Contra queimadas, Votorantim aposta em créditos de carbono no Pantanal

Projeto pioneiro na Fazenda Bodoquena (MS) quer colocar conservação na lógica econômica, conciliando preservação e agropecuária

Bodoquena, no MS: Icônica, fazenda de criação de gado já recebeu até os Rolling Stones e tem metade da sua área conservada (Reservas Votorantim/Divulgação)
Bodoquena, no MS: Icônica, fazenda de criação de gado já recebeu até os Rolling Stones e tem metade da sua área conservada (Reservas Votorantim/Divulgação)
Natalia Viri

Natalia Viri

Editora do EXAME IN

Publicado em 25 de outubro de 2024 às 16:30.

No mesmo ano em que o Brasil teve recorde de queimadas, escândalos envolvendo projetos de conservação levaram os créditos de carbono de ‘desmatamento evitado’ (ou REDD+) a uma crise de reputação que se traduziu numa menor procura e em preços deprimidos.

Mas um dos maiores conglomerados empresariais do Brasil segue apostando forte neste tipo de solução para incentivar os esforços conservacionistas.

Pioneira em REDD fora da Amazônia, com créditos de desmatamento evitado no Cerrado e na Mata Atlântica, o grupo Votorantim agora está desenvolvendo um projeto semelhante também para uma fazenda do grupo no Pantanal.

“Vai ser uma grande oportunidade para poder aumentar a geração de recursos para conservação do bioma e que pode ajudar principalmente na defesa contra o fogo”, afirma David Canassa, diretor da Reservas Votorantim, braço do grupo criado ha três anos para reunir e desenvolver seus ativos ambientais.
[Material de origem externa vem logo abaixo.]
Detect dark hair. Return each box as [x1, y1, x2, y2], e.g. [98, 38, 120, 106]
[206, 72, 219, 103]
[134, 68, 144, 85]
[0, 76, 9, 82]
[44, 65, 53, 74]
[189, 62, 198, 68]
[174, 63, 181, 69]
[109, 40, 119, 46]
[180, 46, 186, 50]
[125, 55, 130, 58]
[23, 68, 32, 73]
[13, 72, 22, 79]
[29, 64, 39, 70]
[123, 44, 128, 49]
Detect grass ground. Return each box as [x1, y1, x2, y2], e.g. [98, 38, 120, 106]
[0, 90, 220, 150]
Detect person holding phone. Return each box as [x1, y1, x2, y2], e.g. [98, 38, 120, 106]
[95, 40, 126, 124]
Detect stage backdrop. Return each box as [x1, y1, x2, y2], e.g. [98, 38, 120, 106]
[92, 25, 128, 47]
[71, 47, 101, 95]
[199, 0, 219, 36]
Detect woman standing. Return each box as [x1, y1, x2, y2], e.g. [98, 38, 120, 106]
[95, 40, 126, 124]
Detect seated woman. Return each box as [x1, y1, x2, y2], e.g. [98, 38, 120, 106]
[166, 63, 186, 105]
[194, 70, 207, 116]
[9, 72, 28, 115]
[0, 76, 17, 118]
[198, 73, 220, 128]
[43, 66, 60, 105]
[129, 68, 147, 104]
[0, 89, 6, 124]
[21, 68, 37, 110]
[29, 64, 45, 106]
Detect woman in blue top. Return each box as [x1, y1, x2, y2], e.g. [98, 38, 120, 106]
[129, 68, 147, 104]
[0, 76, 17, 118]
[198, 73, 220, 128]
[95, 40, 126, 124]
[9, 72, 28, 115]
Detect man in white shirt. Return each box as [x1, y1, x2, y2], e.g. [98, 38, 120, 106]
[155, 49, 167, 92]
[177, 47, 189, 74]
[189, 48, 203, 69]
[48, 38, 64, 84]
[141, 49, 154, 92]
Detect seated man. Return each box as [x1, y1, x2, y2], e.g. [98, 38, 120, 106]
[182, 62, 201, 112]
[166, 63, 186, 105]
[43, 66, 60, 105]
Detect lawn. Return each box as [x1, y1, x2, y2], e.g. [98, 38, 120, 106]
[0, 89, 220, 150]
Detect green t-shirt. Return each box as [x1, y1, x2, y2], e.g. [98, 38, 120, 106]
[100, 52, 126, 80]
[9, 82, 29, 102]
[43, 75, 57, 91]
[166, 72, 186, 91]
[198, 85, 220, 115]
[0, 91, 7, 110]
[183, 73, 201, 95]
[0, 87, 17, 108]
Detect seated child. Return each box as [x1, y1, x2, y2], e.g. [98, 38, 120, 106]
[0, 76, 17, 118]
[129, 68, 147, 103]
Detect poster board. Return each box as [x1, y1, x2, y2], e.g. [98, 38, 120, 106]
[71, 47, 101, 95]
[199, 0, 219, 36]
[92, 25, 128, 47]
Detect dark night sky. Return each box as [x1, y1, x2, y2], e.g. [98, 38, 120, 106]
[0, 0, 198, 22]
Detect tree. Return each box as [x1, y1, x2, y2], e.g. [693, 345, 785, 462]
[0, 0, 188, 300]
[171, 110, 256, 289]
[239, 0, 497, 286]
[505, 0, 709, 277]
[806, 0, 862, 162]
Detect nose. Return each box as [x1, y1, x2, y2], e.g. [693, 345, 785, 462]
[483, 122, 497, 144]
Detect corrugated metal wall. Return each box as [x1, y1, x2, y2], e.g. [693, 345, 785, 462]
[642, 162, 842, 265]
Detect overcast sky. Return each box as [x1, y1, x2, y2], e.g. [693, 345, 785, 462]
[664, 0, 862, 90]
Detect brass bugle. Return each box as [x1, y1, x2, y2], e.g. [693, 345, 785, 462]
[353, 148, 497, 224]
O palco do novo projeto é a Bodoquena, uma propriedade icônica no Mato Grosso do Sul, próximo às divisas com a Bolívia e o Paraguai. Trata-se de uma das principais e mais respeitadas fazendas de gado no país, pioneira na aplicação do melhoramento genético desenvolvido pela Embrapa.

Com 70 mil hectares, dos quais a metade preservada ela fica na fronteira entre o Cerrado e o Pantanal e já atraiu até celebridades como os Rolling Stones na década de 60, encantados pela paisagem pantaneira (neste bioma, a fazenda é praticamente toda preservada).

A iniciativa nasce como uma referência nacional ao mostrar a geração de crédito de carbono como uma oportunidade para fazendas que possuem áreas florestais conservadas, sendo uma alternativa de receita que pode ser conciliada com atividades convencionais.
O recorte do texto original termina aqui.